だけれども、その構造とか文化を作ってるのが指導者の側にあるんじゃないか。その構造的ないじめ、周りが同調圧力をかけるというやり方が、真に自主的に(部員から)出てきたものなのか、サッカー部の指導体制の中で作り上げられたものなのか、ということを考える必要があると思います。
今回、私の印象ですけれども、これは指導体制の中で“刷り込まれた”という言い方はおかしいかもしれません、そこまで言うのはおかしいかもしれませんけれども、(指導体制の中で)作り出された文化・風土、それを学校側は、子供たちの構造的ないじめという形で切り離しているように思えて、少し残念な気がします。
もう少し指導体制に踏み込んだ判断を学校側はすべきではないでしょうか」
高校生に迫られた“重い二択”と“説明なき全国辞退”
仙台育英サッカー部は県大会で優勝したあと、全国大会への出場を辞退しました。
キャプテンの証言によると、決勝に出るか辞退するかという重大な判断が、十分に説明のないまま子供たちに委ねられていたということです。

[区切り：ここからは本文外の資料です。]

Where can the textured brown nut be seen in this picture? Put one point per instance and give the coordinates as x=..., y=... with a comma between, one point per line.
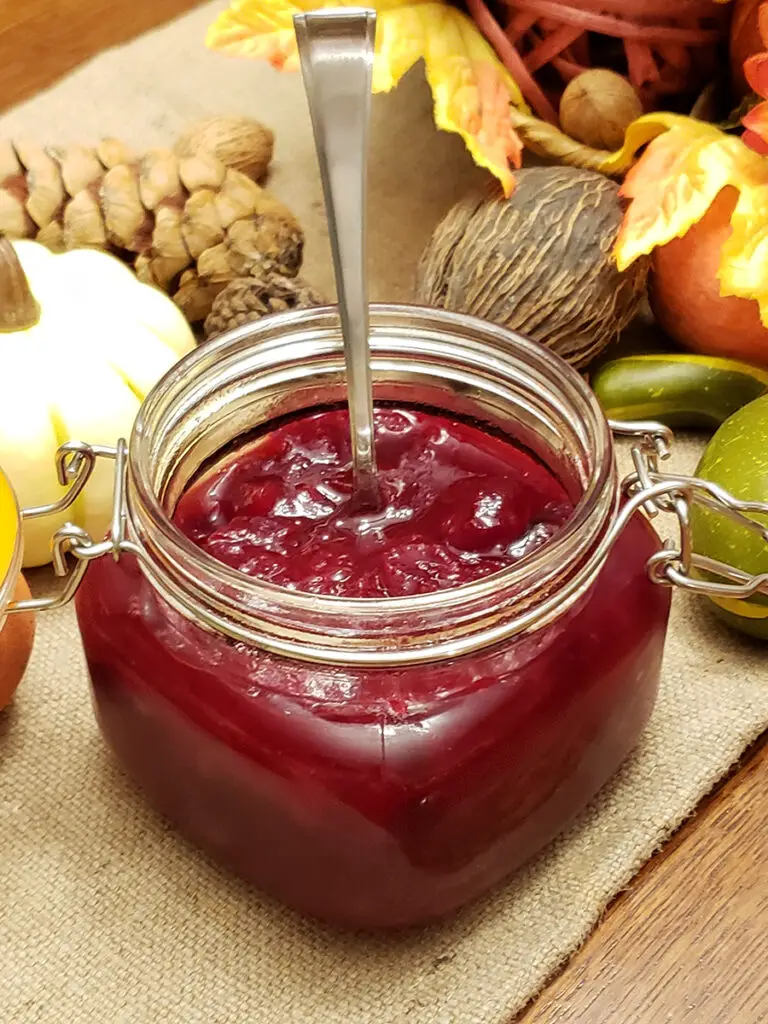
x=239, y=142
x=540, y=262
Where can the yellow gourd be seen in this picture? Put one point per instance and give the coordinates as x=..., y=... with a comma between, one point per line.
x=81, y=343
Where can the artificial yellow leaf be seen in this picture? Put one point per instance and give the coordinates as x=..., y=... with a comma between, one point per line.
x=674, y=184
x=472, y=90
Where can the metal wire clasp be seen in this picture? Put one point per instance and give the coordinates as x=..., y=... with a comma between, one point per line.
x=677, y=564
x=74, y=548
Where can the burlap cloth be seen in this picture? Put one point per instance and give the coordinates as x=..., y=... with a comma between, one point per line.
x=104, y=914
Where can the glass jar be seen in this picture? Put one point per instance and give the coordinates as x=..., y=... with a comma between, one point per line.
x=373, y=762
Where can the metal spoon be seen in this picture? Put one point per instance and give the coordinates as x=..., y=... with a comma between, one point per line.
x=336, y=49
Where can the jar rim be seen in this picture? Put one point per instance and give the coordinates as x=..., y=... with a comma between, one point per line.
x=271, y=335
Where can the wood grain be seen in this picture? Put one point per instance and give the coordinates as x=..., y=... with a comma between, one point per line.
x=688, y=942
x=41, y=40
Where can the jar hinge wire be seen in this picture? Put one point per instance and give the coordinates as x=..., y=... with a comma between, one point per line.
x=677, y=564
x=73, y=547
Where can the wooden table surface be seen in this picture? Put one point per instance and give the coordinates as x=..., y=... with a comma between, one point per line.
x=686, y=943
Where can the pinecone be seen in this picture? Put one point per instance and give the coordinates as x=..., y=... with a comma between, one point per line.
x=249, y=299
x=186, y=219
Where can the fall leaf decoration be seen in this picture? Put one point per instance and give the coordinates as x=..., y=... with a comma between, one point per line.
x=471, y=88
x=674, y=184
x=756, y=73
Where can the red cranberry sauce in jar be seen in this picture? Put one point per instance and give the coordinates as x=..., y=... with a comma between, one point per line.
x=379, y=796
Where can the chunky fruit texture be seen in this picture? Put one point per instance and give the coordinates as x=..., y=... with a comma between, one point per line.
x=375, y=797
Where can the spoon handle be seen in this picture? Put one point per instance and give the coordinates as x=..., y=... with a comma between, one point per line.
x=336, y=49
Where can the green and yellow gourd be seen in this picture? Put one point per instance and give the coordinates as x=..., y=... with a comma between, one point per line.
x=683, y=391
x=736, y=458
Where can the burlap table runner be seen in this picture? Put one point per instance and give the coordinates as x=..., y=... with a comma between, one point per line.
x=104, y=914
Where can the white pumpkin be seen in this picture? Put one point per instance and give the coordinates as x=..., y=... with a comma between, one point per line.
x=79, y=372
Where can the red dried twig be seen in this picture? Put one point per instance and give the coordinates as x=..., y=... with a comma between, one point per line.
x=659, y=39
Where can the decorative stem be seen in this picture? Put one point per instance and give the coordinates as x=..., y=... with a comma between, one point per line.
x=18, y=307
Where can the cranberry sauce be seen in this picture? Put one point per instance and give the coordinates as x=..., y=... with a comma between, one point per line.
x=457, y=504
x=375, y=797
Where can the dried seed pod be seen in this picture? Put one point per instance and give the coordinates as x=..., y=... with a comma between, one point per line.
x=9, y=165
x=200, y=223
x=195, y=297
x=83, y=223
x=248, y=299
x=78, y=166
x=271, y=242
x=52, y=237
x=159, y=270
x=46, y=192
x=203, y=170
x=238, y=198
x=112, y=152
x=239, y=142
x=167, y=238
x=174, y=211
x=14, y=221
x=158, y=177
x=126, y=220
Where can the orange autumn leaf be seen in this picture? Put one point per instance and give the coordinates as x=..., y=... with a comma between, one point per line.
x=673, y=185
x=471, y=89
x=756, y=73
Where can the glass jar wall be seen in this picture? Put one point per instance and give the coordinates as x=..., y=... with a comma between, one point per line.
x=373, y=762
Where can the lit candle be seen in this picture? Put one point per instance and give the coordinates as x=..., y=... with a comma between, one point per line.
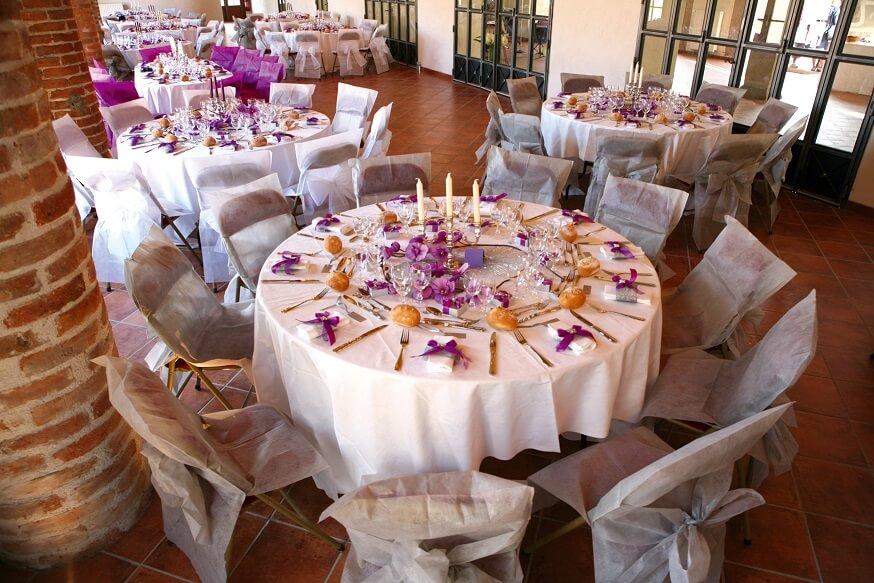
x=449, y=195
x=475, y=202
x=420, y=200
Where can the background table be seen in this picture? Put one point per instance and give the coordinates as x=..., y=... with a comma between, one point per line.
x=368, y=421
x=687, y=150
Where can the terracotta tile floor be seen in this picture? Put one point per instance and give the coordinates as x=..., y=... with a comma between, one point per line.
x=818, y=523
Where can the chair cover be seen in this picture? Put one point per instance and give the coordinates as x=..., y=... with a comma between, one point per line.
x=726, y=97
x=349, y=55
x=657, y=514
x=644, y=213
x=382, y=57
x=573, y=83
x=724, y=185
x=204, y=466
x=527, y=177
x=494, y=135
x=521, y=133
x=292, y=94
x=221, y=172
x=379, y=138
x=525, y=96
x=772, y=117
x=735, y=276
x=435, y=528
x=382, y=178
x=625, y=156
x=308, y=62
x=354, y=105
x=325, y=172
x=775, y=163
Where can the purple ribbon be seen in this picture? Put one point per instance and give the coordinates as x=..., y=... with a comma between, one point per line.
x=328, y=323
x=627, y=283
x=567, y=336
x=450, y=348
x=617, y=247
x=285, y=264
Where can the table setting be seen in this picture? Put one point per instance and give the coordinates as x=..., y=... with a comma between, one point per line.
x=465, y=327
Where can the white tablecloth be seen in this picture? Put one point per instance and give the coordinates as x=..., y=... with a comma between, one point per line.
x=167, y=178
x=368, y=421
x=688, y=148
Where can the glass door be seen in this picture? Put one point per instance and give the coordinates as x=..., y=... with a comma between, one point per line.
x=401, y=19
x=496, y=40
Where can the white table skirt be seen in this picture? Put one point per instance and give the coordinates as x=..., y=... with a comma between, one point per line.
x=687, y=150
x=370, y=422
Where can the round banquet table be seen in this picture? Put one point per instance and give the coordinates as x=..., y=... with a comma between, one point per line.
x=166, y=175
x=370, y=422
x=687, y=147
x=167, y=97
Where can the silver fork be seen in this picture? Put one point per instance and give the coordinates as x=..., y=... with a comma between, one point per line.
x=405, y=339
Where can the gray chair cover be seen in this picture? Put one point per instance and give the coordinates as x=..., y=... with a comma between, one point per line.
x=726, y=97
x=772, y=117
x=656, y=514
x=775, y=164
x=573, y=83
x=525, y=96
x=735, y=276
x=724, y=185
x=252, y=220
x=637, y=157
x=644, y=213
x=380, y=179
x=204, y=466
x=182, y=310
x=527, y=177
x=494, y=134
x=697, y=386
x=435, y=528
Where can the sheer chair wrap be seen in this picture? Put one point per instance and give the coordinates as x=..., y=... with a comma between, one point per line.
x=637, y=158
x=644, y=213
x=203, y=467
x=381, y=179
x=527, y=177
x=658, y=514
x=724, y=185
x=525, y=96
x=443, y=527
x=735, y=276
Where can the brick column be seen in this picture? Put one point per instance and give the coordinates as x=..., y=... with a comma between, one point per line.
x=70, y=475
x=54, y=40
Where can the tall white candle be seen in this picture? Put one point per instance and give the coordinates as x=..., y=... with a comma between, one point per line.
x=475, y=202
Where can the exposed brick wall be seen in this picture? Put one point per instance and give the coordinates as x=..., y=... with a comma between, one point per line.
x=55, y=40
x=70, y=477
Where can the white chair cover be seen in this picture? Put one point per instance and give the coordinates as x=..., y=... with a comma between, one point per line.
x=349, y=55
x=657, y=514
x=308, y=61
x=525, y=96
x=526, y=177
x=381, y=179
x=220, y=172
x=636, y=157
x=204, y=466
x=735, y=276
x=644, y=213
x=435, y=528
x=724, y=185
x=292, y=94
x=354, y=105
x=382, y=57
x=379, y=138
x=775, y=163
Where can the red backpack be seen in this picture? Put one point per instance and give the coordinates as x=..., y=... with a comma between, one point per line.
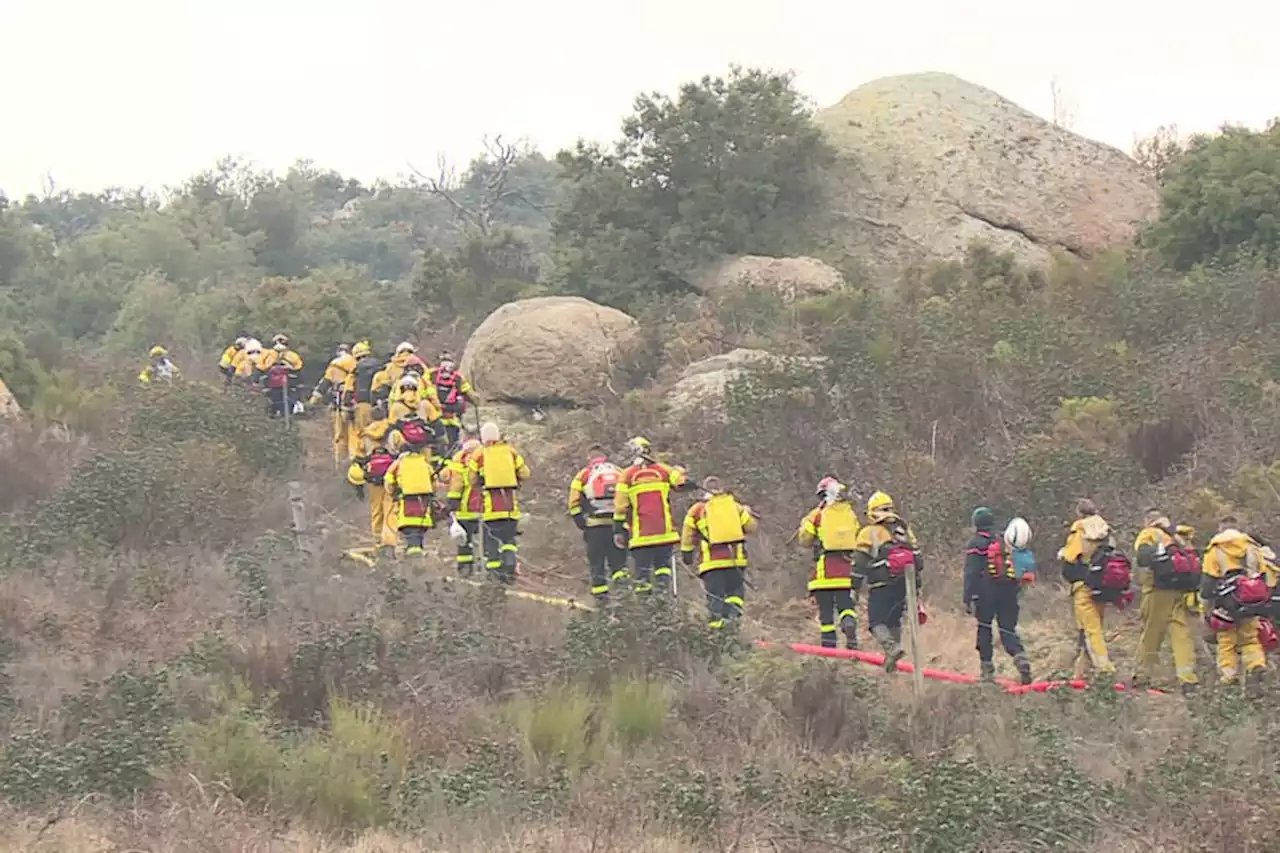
x=448, y=384
x=1115, y=574
x=414, y=432
x=378, y=464
x=278, y=375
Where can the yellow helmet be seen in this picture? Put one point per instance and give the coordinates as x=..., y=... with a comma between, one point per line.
x=880, y=505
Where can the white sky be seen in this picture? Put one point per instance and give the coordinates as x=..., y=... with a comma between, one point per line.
x=135, y=92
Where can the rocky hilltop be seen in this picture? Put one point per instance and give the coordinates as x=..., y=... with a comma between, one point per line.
x=933, y=163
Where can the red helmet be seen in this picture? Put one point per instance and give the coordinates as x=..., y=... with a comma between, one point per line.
x=1252, y=591
x=1267, y=634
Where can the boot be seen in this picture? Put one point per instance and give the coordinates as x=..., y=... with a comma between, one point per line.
x=849, y=625
x=1024, y=667
x=892, y=649
x=1253, y=683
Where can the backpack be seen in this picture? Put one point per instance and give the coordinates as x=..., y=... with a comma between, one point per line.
x=1000, y=566
x=897, y=553
x=723, y=520
x=414, y=432
x=375, y=469
x=278, y=377
x=837, y=527
x=600, y=487
x=1179, y=569
x=448, y=389
x=498, y=466
x=1110, y=574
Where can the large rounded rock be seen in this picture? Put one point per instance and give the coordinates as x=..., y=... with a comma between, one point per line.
x=789, y=277
x=933, y=162
x=704, y=384
x=552, y=350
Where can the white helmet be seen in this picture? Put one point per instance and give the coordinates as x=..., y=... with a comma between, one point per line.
x=1018, y=534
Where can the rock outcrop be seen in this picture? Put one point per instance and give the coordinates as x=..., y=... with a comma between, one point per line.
x=703, y=386
x=789, y=277
x=933, y=162
x=552, y=350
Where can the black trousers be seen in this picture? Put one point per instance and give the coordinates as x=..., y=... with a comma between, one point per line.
x=604, y=557
x=886, y=606
x=833, y=605
x=997, y=606
x=466, y=559
x=725, y=589
x=501, y=550
x=652, y=565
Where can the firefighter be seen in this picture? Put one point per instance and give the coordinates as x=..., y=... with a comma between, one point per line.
x=1168, y=569
x=991, y=594
x=368, y=473
x=160, y=366
x=717, y=527
x=359, y=388
x=279, y=369
x=453, y=393
x=1084, y=555
x=641, y=515
x=411, y=482
x=592, y=493
x=227, y=364
x=1235, y=594
x=831, y=529
x=465, y=503
x=499, y=470
x=329, y=388
x=886, y=551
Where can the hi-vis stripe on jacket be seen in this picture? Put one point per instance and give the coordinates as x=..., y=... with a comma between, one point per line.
x=714, y=556
x=643, y=503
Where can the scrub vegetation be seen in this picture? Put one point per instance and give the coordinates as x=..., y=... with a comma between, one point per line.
x=176, y=675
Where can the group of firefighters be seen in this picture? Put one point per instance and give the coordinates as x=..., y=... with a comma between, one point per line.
x=397, y=427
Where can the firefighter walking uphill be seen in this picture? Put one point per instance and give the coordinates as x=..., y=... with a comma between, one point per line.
x=641, y=515
x=717, y=527
x=831, y=529
x=592, y=495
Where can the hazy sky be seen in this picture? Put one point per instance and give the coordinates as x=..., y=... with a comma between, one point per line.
x=149, y=91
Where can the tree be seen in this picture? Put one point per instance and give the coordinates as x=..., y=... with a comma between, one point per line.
x=1159, y=151
x=728, y=165
x=1220, y=201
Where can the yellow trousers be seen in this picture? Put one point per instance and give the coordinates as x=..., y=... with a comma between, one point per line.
x=341, y=437
x=364, y=416
x=1242, y=639
x=1164, y=612
x=382, y=515
x=1093, y=643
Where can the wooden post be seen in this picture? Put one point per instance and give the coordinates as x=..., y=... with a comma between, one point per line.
x=913, y=626
x=297, y=509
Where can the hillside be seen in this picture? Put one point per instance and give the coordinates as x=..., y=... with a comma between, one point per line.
x=181, y=673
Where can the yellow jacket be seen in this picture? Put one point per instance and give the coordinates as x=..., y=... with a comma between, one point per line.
x=694, y=533
x=499, y=502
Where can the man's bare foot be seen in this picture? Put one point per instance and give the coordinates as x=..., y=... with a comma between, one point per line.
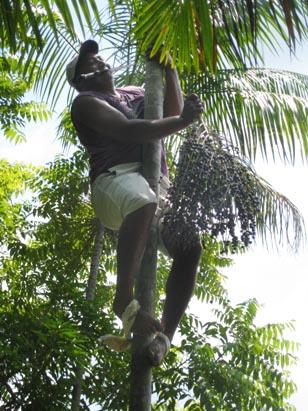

さらに、いじめの調査が終わっていないうちに、「全国辞退」だけが先に決められた可能性も浮上しています。
仙台育英高校サッカー部3年生 キャプテン
「選手権決勝の3日前である10月30日に顧問の先生から突然連絡が入って、練習を休んで聞き取り調査を受けることになりました」
キャプテンと複数の保護者によりますと、複数の部員に聞き取り調査が行われたのは、県大会決勝の3日前、10月30日でした。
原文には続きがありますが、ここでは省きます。